Was Weston Inn Nursing And Rehabilitation Ever Fined?

Weston Inn Nursing and Rehabilitation has been fined $233,519 across 4 penalty actions. This is 6.6x the Texas average of $35,414. Fines at this level are uncommon and typically indicate a pattern of serious deficiencies, repeated violations, or failure to correct problems promptly. CMS reserves penalties of this magnitude for facilities that pose significant, documented risk to resident health or safety. Families should request specific documentation of what issues led to these fines and what systemic changes have been implemented.

Is Weston Inn Nursing And Rehabilitation on Any Federal Watch List?
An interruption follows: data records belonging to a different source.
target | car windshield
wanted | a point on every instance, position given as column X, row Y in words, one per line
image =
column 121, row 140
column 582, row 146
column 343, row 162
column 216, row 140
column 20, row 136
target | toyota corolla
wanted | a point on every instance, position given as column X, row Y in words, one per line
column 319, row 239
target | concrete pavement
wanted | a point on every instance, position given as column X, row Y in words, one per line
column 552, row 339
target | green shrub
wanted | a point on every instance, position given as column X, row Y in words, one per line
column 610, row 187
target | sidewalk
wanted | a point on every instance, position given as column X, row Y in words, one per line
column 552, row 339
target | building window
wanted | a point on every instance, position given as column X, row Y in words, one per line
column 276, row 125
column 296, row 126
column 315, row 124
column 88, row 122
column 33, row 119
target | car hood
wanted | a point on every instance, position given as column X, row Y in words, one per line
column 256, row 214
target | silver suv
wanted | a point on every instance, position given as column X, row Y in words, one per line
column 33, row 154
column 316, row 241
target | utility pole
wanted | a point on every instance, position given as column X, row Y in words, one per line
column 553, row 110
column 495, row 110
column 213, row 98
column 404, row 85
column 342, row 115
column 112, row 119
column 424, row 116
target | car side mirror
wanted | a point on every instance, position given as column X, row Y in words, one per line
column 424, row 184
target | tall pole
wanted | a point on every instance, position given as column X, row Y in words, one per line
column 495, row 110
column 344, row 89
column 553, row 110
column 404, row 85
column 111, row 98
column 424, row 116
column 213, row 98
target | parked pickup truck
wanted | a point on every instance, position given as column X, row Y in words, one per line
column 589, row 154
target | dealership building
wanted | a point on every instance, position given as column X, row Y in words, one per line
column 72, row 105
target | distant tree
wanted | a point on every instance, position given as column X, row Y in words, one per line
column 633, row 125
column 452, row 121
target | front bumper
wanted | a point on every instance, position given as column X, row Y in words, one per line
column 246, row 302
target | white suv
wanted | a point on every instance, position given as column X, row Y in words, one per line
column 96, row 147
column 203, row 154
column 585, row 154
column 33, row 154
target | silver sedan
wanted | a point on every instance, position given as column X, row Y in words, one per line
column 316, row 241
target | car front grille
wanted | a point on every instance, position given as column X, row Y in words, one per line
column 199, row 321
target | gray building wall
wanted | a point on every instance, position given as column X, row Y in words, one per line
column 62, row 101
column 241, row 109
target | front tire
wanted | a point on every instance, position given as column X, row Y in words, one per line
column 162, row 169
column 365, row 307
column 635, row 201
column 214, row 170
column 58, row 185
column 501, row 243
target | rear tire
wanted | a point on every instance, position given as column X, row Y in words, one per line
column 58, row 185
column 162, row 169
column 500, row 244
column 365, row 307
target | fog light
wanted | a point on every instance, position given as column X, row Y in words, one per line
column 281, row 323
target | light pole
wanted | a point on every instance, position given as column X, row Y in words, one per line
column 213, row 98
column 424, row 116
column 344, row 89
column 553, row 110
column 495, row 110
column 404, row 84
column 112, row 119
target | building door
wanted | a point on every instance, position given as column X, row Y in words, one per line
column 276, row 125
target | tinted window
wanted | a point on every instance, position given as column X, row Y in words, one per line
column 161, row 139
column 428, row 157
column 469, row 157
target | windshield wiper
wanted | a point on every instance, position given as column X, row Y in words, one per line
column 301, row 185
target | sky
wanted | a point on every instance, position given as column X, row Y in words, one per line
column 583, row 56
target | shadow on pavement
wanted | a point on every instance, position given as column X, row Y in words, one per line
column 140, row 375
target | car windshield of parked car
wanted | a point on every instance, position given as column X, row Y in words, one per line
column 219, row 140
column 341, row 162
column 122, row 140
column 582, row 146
Weston Inn Nursing and Rehabilitation is currently an SFF Candidate, meaning CMS has identified it as potentially qualifying for the Special Focus Facility watch list. SFF Candidates have a history of serious deficiencies but haven't yet reached the threshold for full SFF designation. The facility is being monitored more closely — if problems continue, it may be added to the official watch list. Families should ask what the facility is doing to address the issues that led to this status.